I find peace through forgiveness
 
Forgive
I find peace through forgiveness.

After feeling hurt or wronged by another person, I may wonder, “How could they do that?” When I am upset, I may seek answers, believing answers will ease my pain. Yet peace comes not through logic or reason, but through spiritual understanding. While I may never know how or why something happened, I can always find peace through forgiveness.

Shifting my awareness from the situation, softly breathing in Spirit, I focus on my heart space. I ask my Higher Power for understanding. As I release defensiveness or blame, the healing love of God frees me and all concerned from this experience.

I choose to forgive and my mind and heart are at peace.
Create in me a clean heart, O God, and put a new and right spirit within me.—Psalm 51:10

Daily Word

MajestyJo 03-20-2014 01:51 PM

Not only forgiveness of others, but for ourselves too.
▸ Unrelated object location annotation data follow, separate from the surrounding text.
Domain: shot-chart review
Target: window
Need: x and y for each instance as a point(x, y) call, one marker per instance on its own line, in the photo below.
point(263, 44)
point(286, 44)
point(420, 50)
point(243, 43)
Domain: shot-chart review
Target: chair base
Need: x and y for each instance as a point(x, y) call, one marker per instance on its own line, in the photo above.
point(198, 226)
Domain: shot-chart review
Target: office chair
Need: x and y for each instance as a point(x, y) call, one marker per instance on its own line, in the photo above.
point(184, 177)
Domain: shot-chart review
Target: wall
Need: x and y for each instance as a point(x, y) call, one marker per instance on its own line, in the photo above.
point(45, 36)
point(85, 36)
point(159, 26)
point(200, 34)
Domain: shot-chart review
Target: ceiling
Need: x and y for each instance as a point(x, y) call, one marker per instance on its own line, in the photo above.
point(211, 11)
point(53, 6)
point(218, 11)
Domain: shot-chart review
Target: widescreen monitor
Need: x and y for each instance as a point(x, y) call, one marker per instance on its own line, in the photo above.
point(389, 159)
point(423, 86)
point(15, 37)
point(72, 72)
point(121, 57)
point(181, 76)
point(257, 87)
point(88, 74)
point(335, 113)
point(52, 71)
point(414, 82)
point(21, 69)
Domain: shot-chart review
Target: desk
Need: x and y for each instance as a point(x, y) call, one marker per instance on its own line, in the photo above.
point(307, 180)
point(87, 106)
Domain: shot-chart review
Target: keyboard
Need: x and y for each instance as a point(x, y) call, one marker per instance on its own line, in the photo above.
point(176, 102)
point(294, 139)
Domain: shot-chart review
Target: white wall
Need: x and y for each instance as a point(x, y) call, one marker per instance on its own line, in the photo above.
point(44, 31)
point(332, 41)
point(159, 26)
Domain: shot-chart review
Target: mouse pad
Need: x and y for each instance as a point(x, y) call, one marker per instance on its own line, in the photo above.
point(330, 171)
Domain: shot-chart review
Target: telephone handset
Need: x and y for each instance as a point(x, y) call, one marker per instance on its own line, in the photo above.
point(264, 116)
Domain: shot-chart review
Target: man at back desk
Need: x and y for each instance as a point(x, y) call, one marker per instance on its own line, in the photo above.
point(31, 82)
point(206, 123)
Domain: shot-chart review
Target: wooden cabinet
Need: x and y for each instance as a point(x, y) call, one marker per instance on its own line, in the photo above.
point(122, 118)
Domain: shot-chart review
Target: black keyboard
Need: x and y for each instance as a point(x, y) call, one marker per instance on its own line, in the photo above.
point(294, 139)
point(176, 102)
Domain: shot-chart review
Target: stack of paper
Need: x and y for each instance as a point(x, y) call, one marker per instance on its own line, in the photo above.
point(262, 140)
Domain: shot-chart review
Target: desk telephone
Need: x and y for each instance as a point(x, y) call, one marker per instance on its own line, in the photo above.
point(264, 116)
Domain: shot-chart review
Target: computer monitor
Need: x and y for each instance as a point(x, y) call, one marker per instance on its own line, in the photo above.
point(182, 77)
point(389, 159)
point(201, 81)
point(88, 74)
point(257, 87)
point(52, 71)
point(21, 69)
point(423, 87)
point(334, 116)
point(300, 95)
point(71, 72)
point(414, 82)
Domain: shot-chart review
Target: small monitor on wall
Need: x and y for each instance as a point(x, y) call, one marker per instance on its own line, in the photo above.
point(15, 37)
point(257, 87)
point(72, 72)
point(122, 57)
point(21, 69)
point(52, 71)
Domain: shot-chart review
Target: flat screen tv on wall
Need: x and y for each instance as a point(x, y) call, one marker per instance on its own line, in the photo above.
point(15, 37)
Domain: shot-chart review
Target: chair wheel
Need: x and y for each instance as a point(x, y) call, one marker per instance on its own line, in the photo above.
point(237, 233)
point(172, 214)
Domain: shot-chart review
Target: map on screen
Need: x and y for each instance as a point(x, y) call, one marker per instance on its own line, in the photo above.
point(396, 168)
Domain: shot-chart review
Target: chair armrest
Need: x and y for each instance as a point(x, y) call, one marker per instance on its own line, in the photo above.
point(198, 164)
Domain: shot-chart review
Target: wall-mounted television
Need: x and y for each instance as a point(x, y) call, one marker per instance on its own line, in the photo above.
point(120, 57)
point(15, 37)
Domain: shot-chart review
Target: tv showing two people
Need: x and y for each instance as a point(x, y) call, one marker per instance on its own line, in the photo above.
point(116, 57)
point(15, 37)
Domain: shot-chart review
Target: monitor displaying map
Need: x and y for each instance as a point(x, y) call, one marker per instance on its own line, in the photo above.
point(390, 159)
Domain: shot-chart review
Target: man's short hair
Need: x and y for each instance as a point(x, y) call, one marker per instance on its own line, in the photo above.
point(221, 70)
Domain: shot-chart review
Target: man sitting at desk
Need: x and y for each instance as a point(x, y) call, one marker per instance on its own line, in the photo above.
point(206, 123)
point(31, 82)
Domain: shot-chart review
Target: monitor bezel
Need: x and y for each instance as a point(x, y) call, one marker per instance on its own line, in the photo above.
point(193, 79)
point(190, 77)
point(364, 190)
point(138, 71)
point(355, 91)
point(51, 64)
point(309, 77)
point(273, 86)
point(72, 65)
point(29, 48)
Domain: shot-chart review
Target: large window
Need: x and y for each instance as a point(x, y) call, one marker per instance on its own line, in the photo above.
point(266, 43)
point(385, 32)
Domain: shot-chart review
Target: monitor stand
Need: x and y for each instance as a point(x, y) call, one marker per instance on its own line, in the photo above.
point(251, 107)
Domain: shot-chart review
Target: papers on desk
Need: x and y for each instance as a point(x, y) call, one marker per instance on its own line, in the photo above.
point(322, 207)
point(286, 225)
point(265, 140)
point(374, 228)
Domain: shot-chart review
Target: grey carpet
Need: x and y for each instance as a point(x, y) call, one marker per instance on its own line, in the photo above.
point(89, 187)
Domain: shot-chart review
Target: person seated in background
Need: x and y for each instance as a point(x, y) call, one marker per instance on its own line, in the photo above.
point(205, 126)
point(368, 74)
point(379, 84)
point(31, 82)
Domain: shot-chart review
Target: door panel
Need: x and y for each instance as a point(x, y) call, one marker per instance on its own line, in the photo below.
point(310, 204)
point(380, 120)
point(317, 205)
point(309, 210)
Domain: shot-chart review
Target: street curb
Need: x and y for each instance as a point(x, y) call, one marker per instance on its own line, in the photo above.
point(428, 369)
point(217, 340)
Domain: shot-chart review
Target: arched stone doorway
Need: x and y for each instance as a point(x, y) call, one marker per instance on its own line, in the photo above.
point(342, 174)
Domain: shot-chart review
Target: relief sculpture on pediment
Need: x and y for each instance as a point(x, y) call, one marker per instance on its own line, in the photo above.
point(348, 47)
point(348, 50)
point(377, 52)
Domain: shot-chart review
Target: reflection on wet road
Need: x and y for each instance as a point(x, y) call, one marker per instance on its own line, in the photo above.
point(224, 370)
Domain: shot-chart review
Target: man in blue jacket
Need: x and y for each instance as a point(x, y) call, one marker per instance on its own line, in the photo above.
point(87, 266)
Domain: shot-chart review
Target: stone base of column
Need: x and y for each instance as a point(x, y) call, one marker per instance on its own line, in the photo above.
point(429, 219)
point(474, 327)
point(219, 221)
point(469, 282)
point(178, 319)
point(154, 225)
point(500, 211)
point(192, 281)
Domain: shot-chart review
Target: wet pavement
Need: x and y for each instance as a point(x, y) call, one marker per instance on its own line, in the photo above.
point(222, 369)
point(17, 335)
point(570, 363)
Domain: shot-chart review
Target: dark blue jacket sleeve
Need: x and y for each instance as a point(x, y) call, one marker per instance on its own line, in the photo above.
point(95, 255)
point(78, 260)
That was the hardest part for me even though I knew that my God was forgiving and His Love was unconditional.

bluidkiti 03-21-2014 10:03 AM

You remind me Jo of when I was doing my amends list that I was told to put myself on that list also. To make amends to myself and forgive myself. I was also told that God had already forgiven me.

MajestyJo 03-21-2014 12:57 PM

Had a guy share at a meeting and say, "I starting making an amend to myself the day I walked through the doors of recovery."

Amends isn't saying "I'm sorry!" It means changing yourself, so you won't continue to make the same mistakes and going to someone and sharing and telling them that you won't do it again. It take a long time for us to get to that stage, it isn't a quick "Sorry! I am out of here." It isn't about the other person, it is about our part and what we did to get us to that situation. It isn't always the drug, but the thinking behind the addiction, and that is what we need to change.

I had a counsellor tell me at 6 years sober, "Why haven't you forgiven yourself?" I stared at her, my mouth was open, and I said, "I never thought to ask." I didn't feel worthy of forgiveness and was playing the martyr and the victim.